What I did expect was the rather unbearable car ride: 12 hours, few stops, squished next to a 10-year-old with ADHD. The Aussie boy (who was my age) was exceptionally quiet, and my only source of sanity was my iPod which I refused to tune out of. It wasn’t until we got stranded in the middle of Utah with no gas when I actually took my headphones off. In midst of our turmoil, Kobe (the little brother with ADHD), Tommy (the Aussie boy), and I wandered to a small canyon and started tossing a ball around. I think this was the first time I heard Tommy talk. In fact, we talked for a long time until the grown-ups got the gas settled. It was then when things finally took a turn for the better.
The rest of the car ride was actually… fun. I didn’t expect that. When we got to Vegas, of course, the adults began gambling almost immediately. Aside from a mind-blowing Copperfield show, we kids were forced to entertain ourselves. Those two days were filled with plenty of Adam Sandler movies, prank-calling, and Truth-or-Dare. Those two days were some of the most fun days of my life.
It was another 8 hours to get to Salt Lake City to see my best friend. My expectations for my two nights there were this: late night outings, fraternity boys, ramen noodles, and maybe even a college party or two. Reality: late night gossip sessions, a tour of the Mormon Temple, intense games of air hockey (I beat the super-competitive Tommy!), and hilarious board games with the “family.” And I wouldn’t have had it any other way.

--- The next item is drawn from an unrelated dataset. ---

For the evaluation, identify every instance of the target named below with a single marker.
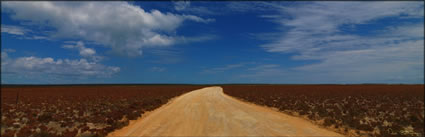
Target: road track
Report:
(209, 112)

Spending almost an entire week in a confined space with a group of near-strangers has a way of making them seem like a dysfunctional family; my own dysfunctional family. I spent the car ride home headphones-free and instead chose to actually socialize. Funny, before this trip, I had imagined my ideal spring break vacation to consist of a beach, an airplane, and only my closest friends; so basically the opposite of what had really happened. I must say however, after bonding with these people and having some rather unconventional fun, I can’t think of any other trip where I enjoyed myself so much. Maybe it was the lack of external entertainment (with the exception Vegas, what were we supposed to do while in the middle of nowhere?) that forced us to create our own kind of fun, and enjoy ourselves and each other rather than participate in tourist activities that are shoved down our throats, the way it often is when I go on a family vacation to places like Hawaii or New York. This road trip was unusual (for me at least), but it gave me one of my best memories ever.